In theory, a topical treatment should minimize adverse effects versus systemic therapies. In this study, HoxA3 therapy was effective at 25 μg dosed once weekly, but not at a single dose in a 3-week study. However, a weekly dose was effective down to 1 μg. These results suggest that even modest dilution (3 or 5 fold, respectively) abrogates macroscopic biological effects which implies that nonlocal effects and thus adverse reactions of topical HoxA3 may prove manageable. Furthermore, while HoxA3 is pleitropic and affects many cell types (consistent with most Hox proteins), the immediate effects on the cells nearest to the application sites seem to be nonthreatening and potentially even beneficial. Inflammaging is generally considered deleterious, and macrophage repolarization would be a force of reversal. HoxA3 causes endothelial cells to become more motile and seems to promote angiogenesis, which is lacking in diabetic and aged tissue, although theoretically patients with active cancer should avoid angiogenic factors. Although we did not observe an increase in vascular density in the current study at the day 9 time point, previous work by Mace et al. observed increases in vascular density at earlier time points during the wound healing process. Increased keratinocyte motility would be undesirable in melanoma patients, but there is no early evidence of increased motility into unoccupied space corresponding to increased keratinocyte invasiveness. Many Hox genes are implicated in some form of cancer, in that constitutive expression seems to be a marker of worse survival, although some Hox genes seem to be protective in epithelial cancers, so the effects are likely cancer tissue type-specific and Hox-specific. HoxA3 in particular seems to have few associations to worsened cancer49.

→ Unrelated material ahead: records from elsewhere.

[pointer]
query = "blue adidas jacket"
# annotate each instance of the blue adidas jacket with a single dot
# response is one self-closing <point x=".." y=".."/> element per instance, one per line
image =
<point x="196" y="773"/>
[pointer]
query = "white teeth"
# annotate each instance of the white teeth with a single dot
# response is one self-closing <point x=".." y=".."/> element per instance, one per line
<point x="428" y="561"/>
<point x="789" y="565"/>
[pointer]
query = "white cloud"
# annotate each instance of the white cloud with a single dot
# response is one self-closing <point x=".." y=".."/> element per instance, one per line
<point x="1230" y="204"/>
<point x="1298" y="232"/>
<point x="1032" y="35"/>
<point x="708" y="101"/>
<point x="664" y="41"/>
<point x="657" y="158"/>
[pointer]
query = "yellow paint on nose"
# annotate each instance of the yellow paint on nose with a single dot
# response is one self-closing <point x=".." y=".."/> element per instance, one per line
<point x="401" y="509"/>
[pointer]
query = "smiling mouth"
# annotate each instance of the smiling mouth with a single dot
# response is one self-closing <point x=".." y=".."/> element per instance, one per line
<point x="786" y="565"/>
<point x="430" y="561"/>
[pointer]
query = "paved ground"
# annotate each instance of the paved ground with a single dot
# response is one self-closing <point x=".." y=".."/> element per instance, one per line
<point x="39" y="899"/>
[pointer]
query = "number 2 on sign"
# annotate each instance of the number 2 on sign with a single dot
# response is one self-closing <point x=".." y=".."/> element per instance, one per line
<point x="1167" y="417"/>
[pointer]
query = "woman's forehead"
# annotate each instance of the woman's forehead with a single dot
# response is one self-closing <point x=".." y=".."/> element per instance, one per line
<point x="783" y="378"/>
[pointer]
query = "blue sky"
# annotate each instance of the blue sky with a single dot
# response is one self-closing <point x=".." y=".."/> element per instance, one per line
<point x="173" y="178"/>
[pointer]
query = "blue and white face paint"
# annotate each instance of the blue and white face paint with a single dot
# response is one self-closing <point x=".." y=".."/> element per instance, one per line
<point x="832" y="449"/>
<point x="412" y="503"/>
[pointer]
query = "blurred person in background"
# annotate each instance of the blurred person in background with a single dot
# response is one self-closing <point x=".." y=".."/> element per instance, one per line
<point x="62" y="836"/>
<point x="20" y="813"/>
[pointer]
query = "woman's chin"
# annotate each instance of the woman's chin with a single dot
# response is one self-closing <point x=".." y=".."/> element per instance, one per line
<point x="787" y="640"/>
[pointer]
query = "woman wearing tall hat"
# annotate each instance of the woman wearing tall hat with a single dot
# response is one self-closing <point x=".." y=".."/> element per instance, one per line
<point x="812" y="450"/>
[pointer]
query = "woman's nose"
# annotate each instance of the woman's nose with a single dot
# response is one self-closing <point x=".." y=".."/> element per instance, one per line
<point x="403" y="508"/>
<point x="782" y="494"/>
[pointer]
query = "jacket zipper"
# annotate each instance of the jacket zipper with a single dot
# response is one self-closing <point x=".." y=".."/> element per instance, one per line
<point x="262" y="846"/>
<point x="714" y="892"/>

In general, a plasmid or alternative modality for HoxA3 delivery appears to have significant translational potential. While plasmid uptake in relevant cell types has been shown in this and prior studies, bare Hox proteins can be modified for cellular uptake and activity50 and liquid nanoparticle encapsulation can preferentially target macrophages51. A clear path exists from most in-need patients (diabetic wound), to chronic wounds of the elderly in a medical care setting, to perhaps over-the-counter acute injury ointment or bandages, and potentially to wounds in younger adults with special inflammatory regions such as amputation stump wounds.